Cross-Electrophile Silylation of Aryl Carboxylic Esters with Hydrochlorosilanes by SiH-Directed and Cr-Catalyzed Couplings

The formation of silicon–carbon bonds through the selective coupling of two strong electrophilic bonds has been less developed. We report here silylation reactions that proceed by coupling of strong Si–Cl/C–O bonds in a process that is promoted by chromium catalysis via α-agostic SiH → Cr interactions, allowing the formation of Si–C bonds under ambient conditions. The reactions occur by coupling of inexpensive hydrochlorosilanes with unactivated aryl carboxylic esters to give arylated hydrosilanes, while suppressing the side hydride-mediated reduction of aryl carboxylic esters in achieving high chemoselectivity.

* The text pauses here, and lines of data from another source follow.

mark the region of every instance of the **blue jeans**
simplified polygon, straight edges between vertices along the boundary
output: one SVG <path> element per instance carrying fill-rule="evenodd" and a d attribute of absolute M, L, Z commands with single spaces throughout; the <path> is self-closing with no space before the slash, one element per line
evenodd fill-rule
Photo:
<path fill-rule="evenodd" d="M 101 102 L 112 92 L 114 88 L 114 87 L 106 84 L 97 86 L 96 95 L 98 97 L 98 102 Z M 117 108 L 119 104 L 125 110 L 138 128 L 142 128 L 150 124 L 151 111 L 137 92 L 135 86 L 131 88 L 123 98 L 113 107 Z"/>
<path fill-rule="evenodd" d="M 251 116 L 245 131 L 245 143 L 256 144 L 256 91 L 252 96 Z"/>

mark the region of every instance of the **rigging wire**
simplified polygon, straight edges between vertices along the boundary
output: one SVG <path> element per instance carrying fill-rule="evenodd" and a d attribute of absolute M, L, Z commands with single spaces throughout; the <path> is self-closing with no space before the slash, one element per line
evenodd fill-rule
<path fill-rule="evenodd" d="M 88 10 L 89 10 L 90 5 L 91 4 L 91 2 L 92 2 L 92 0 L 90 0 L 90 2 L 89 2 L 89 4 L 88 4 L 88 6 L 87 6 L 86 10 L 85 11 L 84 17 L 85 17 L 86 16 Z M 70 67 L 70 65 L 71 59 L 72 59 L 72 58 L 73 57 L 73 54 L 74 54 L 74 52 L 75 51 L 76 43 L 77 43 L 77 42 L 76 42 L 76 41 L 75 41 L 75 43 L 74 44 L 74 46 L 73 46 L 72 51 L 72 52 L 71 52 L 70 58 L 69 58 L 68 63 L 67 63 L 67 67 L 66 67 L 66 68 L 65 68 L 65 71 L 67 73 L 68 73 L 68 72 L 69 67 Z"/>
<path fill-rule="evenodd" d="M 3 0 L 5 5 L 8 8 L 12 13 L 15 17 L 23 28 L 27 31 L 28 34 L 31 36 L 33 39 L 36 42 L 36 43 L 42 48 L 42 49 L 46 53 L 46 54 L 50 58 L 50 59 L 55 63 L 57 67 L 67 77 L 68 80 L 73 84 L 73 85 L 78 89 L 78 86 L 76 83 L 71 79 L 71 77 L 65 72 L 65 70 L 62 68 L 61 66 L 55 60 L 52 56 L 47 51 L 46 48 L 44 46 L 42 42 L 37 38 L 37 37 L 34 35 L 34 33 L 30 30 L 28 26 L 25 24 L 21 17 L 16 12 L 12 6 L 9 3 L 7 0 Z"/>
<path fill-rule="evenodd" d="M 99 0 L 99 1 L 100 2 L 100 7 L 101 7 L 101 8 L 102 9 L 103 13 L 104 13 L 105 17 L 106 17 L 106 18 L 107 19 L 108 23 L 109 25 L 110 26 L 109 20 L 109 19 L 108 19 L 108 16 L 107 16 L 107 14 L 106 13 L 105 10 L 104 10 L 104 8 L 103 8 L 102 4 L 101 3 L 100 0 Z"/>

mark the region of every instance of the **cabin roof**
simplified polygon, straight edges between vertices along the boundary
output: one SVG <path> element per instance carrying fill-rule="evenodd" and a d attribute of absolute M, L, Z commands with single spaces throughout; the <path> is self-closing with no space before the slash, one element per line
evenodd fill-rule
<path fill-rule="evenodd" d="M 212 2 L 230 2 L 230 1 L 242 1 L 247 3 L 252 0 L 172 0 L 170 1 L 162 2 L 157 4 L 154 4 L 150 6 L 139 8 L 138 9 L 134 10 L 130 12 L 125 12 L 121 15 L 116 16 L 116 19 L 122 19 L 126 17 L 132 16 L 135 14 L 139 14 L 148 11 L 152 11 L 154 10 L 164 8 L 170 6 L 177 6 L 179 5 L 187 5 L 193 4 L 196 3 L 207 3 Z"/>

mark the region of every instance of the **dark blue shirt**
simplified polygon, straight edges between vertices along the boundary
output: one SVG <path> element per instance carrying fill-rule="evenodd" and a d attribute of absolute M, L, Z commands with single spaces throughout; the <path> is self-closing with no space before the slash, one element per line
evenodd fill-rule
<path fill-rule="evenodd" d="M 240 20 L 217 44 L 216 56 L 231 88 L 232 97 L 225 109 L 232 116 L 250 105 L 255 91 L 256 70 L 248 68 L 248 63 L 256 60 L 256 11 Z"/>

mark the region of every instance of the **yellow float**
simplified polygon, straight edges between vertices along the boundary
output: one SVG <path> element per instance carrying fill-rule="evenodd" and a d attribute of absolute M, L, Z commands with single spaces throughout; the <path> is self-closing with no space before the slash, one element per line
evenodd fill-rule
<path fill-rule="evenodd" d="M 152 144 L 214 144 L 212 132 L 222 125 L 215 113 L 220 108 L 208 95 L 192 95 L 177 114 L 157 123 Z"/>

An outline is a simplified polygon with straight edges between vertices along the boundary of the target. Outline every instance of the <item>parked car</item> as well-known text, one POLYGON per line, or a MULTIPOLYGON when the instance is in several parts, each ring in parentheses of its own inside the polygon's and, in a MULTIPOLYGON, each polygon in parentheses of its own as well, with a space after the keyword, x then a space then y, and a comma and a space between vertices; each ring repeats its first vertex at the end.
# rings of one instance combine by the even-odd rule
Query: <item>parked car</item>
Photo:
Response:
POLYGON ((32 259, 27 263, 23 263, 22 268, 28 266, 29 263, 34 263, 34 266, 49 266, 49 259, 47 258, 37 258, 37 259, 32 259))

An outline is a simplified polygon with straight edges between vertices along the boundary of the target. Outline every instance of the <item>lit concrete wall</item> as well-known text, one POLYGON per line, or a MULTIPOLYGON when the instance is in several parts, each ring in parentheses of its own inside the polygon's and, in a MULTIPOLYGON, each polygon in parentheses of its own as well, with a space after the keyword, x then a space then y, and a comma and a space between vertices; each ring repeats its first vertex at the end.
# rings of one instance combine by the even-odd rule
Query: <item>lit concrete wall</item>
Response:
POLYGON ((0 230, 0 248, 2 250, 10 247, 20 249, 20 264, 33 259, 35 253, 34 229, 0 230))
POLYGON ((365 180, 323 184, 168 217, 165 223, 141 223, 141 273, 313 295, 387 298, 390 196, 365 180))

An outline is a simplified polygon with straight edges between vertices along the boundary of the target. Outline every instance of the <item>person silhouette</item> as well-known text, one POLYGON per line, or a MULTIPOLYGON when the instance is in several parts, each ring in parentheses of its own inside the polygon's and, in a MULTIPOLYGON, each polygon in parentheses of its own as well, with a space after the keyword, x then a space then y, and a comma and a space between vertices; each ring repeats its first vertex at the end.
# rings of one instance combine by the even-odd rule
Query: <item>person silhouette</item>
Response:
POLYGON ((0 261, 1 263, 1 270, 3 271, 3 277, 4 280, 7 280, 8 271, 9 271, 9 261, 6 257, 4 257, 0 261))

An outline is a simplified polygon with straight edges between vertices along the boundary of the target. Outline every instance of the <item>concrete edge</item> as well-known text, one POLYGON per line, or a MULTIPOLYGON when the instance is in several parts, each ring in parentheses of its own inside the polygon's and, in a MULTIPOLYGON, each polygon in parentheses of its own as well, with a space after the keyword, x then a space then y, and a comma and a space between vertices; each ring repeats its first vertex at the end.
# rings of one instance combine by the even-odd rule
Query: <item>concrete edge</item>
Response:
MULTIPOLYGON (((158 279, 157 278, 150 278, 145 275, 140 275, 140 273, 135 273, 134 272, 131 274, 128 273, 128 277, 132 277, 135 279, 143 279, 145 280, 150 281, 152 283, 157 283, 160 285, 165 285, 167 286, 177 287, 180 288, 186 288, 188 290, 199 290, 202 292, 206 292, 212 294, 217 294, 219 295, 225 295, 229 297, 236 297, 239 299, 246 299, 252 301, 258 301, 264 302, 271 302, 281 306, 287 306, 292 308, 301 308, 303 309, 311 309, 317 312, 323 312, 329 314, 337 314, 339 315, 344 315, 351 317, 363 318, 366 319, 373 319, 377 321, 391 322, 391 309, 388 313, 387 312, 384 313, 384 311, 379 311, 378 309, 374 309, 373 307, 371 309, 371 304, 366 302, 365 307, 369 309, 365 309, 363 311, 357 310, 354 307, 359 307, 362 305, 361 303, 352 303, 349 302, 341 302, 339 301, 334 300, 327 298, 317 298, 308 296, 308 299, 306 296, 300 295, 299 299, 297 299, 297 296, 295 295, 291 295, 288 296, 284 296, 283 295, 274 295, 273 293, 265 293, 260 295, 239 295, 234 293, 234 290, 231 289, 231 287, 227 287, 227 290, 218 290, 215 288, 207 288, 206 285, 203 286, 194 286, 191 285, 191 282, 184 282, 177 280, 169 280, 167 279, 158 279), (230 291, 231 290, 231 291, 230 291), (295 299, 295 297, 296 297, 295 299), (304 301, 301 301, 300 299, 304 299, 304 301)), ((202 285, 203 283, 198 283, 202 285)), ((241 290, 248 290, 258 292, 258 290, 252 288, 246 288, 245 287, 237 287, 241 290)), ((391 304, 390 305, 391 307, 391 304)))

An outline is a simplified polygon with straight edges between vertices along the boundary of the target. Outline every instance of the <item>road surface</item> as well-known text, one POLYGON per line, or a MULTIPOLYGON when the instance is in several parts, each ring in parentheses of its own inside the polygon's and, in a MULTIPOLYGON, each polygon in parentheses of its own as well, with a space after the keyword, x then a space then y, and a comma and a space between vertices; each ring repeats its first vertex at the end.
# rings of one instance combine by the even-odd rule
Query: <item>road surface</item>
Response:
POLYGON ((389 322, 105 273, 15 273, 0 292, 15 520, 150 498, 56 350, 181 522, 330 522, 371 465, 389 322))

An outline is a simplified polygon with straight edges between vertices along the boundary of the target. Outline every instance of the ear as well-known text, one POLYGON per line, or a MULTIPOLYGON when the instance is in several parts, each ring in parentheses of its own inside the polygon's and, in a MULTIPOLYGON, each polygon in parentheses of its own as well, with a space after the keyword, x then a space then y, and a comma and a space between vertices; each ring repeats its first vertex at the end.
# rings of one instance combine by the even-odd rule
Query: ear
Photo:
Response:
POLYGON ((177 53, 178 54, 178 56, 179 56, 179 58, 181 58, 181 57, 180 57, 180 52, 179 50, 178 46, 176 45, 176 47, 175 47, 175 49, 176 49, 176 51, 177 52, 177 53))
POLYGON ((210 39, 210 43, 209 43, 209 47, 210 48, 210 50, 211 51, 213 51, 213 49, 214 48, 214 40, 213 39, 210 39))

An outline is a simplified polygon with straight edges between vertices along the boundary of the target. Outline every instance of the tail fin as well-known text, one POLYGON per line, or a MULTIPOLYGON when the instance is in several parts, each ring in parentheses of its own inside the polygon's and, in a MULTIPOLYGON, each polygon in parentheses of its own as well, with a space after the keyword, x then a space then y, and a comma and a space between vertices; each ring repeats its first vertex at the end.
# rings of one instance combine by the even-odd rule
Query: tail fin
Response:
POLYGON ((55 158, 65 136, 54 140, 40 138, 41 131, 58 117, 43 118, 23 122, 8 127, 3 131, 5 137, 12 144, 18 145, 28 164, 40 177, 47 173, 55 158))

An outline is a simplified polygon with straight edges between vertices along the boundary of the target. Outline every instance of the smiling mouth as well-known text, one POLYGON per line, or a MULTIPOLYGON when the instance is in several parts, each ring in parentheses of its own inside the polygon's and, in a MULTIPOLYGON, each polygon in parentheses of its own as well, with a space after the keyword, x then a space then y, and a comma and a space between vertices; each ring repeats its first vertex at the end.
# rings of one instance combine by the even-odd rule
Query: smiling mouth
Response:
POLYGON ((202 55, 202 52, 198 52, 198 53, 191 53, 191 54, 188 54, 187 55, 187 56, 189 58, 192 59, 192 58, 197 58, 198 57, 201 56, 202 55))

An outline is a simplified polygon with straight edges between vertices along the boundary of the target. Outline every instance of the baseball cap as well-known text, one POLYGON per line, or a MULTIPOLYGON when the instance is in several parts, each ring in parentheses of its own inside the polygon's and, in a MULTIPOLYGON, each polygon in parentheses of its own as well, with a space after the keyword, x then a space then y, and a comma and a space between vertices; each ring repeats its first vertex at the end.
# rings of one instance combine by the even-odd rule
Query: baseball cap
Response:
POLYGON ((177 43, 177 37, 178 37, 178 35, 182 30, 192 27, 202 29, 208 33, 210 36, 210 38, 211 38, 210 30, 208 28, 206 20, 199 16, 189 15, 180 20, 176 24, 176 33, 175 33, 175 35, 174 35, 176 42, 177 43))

In addition to monosilylation, both geminal Si–Cl bonds of hydrodichlorosilanes couple with aryl C–O bonds smoothly to afford two Si–C bonds and achieve double silylations. The formation of disilanes by coupling of hydrochlorosilanes with two C–O bonds of diesters is also described. Experimental and theoretical studies suggest that silylation initiates by reaction of hydrochlorosilane with Cr, in which the α-agostic SiH interaction of the SiH group to Cr stabilizes the related intermediate and transition state, leading to cleavage of the Si–Cl bond by Cr with a low barrier to give silachromate. Further breaking of an unactivated C–O bond with Cr occurs along with the agostic interaction, which may serve as the rate-determining step in silylation. The observation of a normal second-order kinetic isotope effect indicates the effect of the agostic SiH → Cr interaction on the rates of coupling. Because reactive SiH groups of hydrochlorosilanes are retained in silylation, the approach provides a viable strategy to access tetraorganosilane motifs through late-stage hydrofunctionalization.